We suffer more often in imagination than in reality.” Seneca

In addition, our minds can make rough times even more rough. Heck, it even has the tendency to suck the fun out of times in our life when we’re happy. Thoughts can suddenly creep in, like guilt or worries, and take us out of the enjoyable moment we’re having.

If you are depressed you are living in the past. If you are anxious you are living in the future. If you are at peace you are living in the present.” Lao Tzu

Speaking of taking us out of the present moment, practicing meditation teaches us to live more presently. That’s part of the reason why mindfulness meditation has the word mindfulness in it! It’s about trying to be more mindful of the now. The past has already happened and can’t be changed. The future isn’t a real thing and can’t be predicted. All we have that we know, can control, and predict, is the now.

ou have power over your mind — not outside events. Realize this, and you will find strength.” Marcus Aurelius

And this is ultimately why we should learn to meditate. To finally have power over our mind. Mastery of our minds is the most practical and useful skill anyone can have because at the end of the day, that’s really all that we can control. It affects our lives, our loved ones, how we perceive events in the world, our success, our health.

We can’t control external events. We can’t control what people think about us. We can’t control how long we’ll live. We can control our thoughts.

This is the point that is possible to reach with enough practice and meditation. However, it’s not easy and it’s never perfect.

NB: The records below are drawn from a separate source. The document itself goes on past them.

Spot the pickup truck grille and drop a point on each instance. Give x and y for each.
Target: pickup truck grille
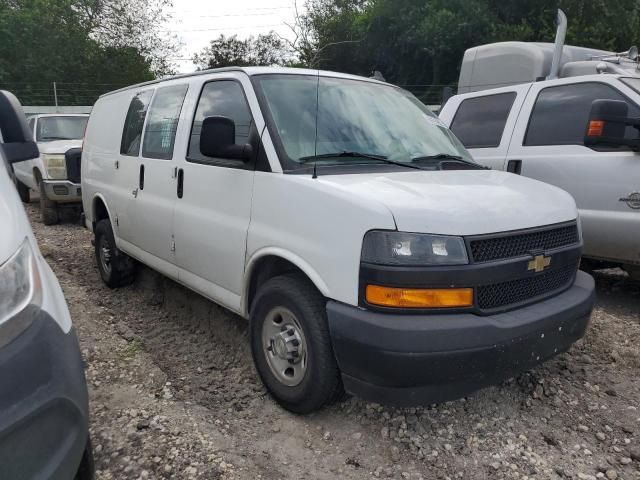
(73, 159)
(489, 297)
(493, 248)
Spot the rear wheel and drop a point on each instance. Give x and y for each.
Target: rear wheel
(116, 268)
(48, 208)
(23, 191)
(633, 271)
(291, 345)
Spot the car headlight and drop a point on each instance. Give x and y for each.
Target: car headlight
(20, 292)
(413, 249)
(55, 165)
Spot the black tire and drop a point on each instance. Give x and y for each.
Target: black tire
(87, 468)
(23, 191)
(48, 208)
(321, 384)
(116, 268)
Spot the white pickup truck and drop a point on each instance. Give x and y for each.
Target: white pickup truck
(535, 125)
(55, 174)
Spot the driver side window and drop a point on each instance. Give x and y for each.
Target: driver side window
(221, 98)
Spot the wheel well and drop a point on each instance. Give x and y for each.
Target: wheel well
(267, 268)
(100, 211)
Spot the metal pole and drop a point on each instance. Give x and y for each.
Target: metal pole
(55, 95)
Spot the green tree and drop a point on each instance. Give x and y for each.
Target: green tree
(263, 50)
(64, 41)
(420, 42)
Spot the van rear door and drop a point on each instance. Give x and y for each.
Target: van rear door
(484, 122)
(548, 139)
(153, 196)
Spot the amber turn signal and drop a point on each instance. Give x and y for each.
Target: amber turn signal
(419, 297)
(596, 128)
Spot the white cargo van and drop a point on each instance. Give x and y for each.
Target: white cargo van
(55, 173)
(523, 112)
(44, 407)
(339, 216)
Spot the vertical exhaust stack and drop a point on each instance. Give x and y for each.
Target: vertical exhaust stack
(559, 45)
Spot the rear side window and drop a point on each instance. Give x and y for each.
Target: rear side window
(561, 113)
(224, 98)
(480, 121)
(162, 122)
(133, 124)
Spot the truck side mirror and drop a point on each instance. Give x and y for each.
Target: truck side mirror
(218, 140)
(17, 143)
(608, 121)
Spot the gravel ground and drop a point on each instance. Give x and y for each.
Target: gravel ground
(174, 395)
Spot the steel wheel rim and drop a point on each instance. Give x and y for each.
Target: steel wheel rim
(104, 253)
(284, 346)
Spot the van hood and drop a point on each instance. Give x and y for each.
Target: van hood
(58, 146)
(461, 202)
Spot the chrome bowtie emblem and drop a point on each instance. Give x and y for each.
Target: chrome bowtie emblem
(539, 263)
(633, 200)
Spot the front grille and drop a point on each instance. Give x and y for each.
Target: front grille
(517, 291)
(520, 244)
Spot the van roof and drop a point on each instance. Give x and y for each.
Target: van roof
(251, 71)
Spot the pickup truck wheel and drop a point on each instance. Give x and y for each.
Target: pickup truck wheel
(48, 208)
(116, 268)
(291, 345)
(23, 192)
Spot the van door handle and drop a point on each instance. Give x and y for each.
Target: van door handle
(514, 166)
(180, 182)
(141, 178)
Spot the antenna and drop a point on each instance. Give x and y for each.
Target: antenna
(315, 143)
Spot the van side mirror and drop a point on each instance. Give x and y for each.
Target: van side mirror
(608, 121)
(17, 143)
(218, 140)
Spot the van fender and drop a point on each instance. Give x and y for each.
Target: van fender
(306, 268)
(99, 196)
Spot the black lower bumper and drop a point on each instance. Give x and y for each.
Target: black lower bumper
(43, 404)
(407, 360)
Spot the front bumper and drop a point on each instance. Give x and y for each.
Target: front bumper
(43, 404)
(62, 191)
(408, 360)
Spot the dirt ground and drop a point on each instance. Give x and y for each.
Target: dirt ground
(174, 394)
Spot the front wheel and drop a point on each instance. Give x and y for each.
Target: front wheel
(87, 469)
(291, 345)
(116, 267)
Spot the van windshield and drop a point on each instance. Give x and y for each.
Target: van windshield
(60, 128)
(353, 116)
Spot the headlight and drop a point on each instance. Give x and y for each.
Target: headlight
(413, 249)
(20, 289)
(56, 166)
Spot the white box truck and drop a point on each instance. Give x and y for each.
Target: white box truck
(527, 108)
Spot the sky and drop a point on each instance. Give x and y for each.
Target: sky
(197, 22)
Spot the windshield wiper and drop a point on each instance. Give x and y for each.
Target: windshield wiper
(44, 139)
(441, 157)
(372, 156)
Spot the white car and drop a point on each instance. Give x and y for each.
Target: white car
(341, 218)
(43, 400)
(55, 174)
(535, 125)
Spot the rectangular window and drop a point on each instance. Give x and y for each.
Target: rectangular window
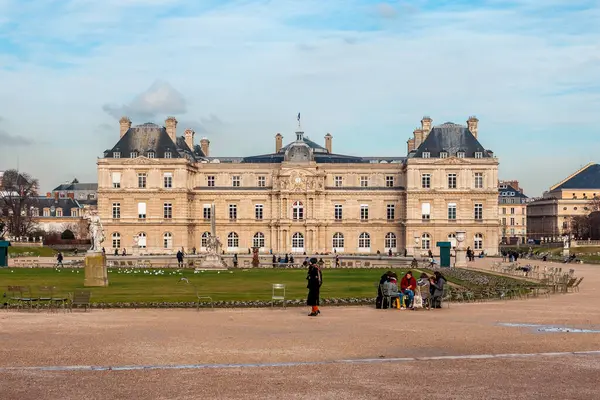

Despite having 14 years of experience meditating, even I struggle to maintain power over my mind, its desires, its fears, its thoughts, and my judgement of these thoughts.

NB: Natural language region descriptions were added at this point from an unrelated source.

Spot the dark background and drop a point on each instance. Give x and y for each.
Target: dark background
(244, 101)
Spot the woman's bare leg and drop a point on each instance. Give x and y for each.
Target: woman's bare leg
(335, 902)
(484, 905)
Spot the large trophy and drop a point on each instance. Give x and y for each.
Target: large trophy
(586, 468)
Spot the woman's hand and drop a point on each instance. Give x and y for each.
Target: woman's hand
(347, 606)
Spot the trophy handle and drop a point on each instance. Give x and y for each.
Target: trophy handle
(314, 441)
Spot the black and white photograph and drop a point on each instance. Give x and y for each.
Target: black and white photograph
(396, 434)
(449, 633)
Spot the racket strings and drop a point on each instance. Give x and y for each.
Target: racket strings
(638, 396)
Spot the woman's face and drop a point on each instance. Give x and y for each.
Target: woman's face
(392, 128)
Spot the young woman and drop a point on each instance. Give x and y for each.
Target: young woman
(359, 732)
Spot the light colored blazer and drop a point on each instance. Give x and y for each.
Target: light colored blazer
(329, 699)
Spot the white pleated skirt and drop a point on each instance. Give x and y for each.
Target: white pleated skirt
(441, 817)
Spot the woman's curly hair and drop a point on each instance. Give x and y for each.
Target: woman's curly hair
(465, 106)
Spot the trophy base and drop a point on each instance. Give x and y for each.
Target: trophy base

Some of the benefits of meditation

There is a lot of scientific evidence and anecdotal evidence for the numerous benefits of meditation. Here are just some of the notable ones that most people will find applicable to their lives:

Sleep

Many people struggle with insomnia or simply being able to consistently get a full nights rest. There are guided meditations that can help create the conditions for deep and restful sleep.

Anxiety

Worries, stress, obsessive behavior, and anxious thoughts are all things that can cause a lot of suffering if left unchecked. Meditation for anxiety can help us become aware of these anxious thoughts and practice managing them better.

Happiness

There is a form of meditation called Loving-Kindness that offers immediate benefits such as a state of happiness. However, practicing anything of meditation over the long term has the added benefit of simply making one happier overall.

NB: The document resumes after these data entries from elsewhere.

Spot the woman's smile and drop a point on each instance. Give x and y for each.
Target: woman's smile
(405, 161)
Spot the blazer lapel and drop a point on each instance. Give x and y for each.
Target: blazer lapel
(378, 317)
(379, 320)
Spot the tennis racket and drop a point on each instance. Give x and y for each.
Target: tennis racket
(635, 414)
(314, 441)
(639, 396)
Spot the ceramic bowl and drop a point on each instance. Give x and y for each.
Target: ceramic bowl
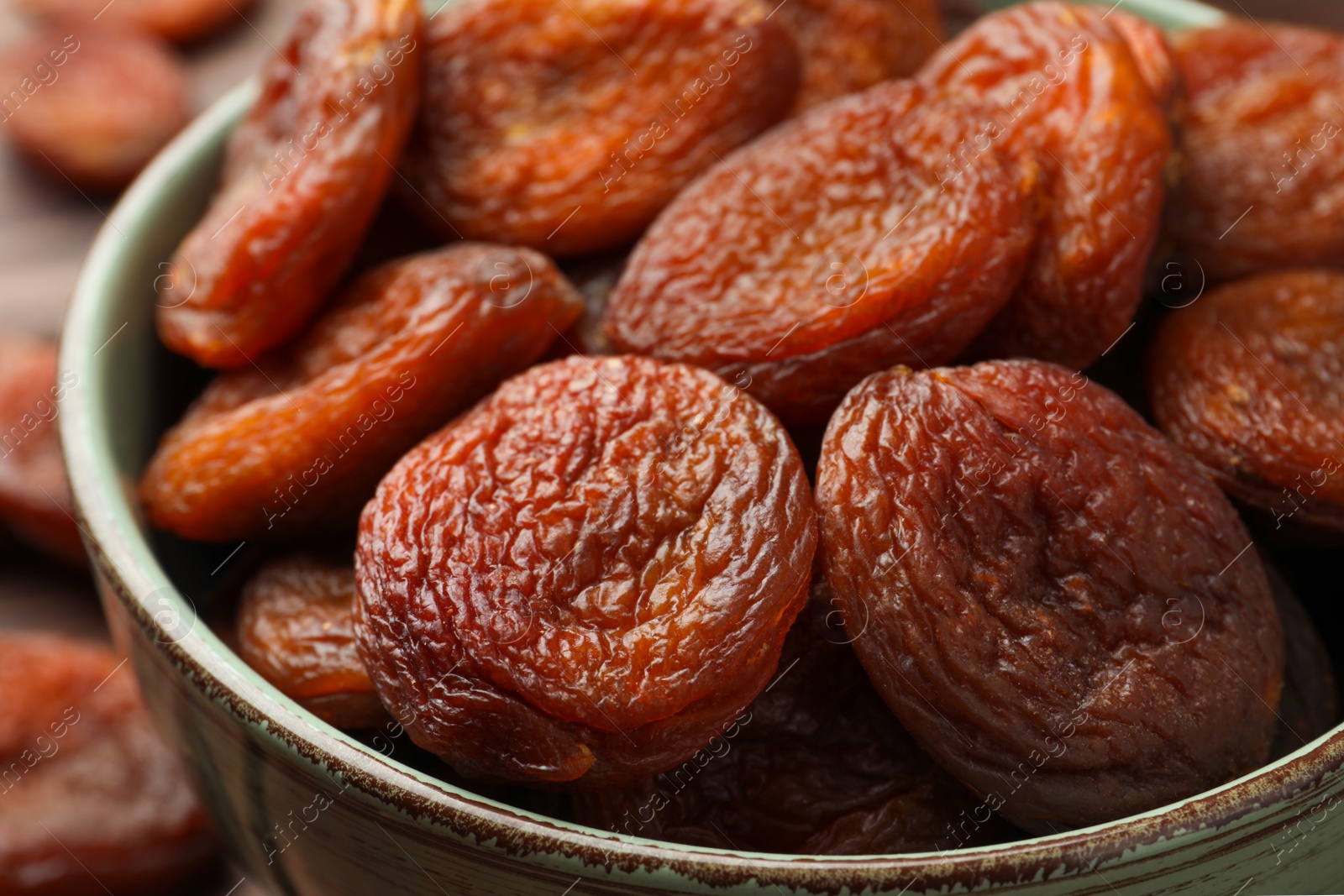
(307, 809)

Whether that state of overall happiness comes from the way meditation improves the mood, or the way it opens the way for more gratitude, a regular practice is good for happiness.

Anger

Meditation can make one more mindful of their impulses and emotional reactivity. It’s very easy to follow and hold on to a feeling when it arises. With meditation, it can train you to let go of emotions a lot easier, or at least, not allow them to control your actions, in particular with angry outbursts and tantrums.

Cravings and Addictions

A craving is a thought like any other thought that enters the mind. Mindfulness meditation can help us learn how to observe thoughts, experience the feelings they bring with them but allow them to pass instead of following them and acting on them. Guided meditations for cravings teach this.

Focus

Mindfulness meditation can train the mind to be better disciplined when it comes to distractions. Often when our minds wander, it starts with a thought. All it takes is to follow that thought, to completely forget what we were even trying to focus on in the first place.

Meditation can be like going to the gym for the mind. Training the focus muscle to get better at noticing distractions and letting them go.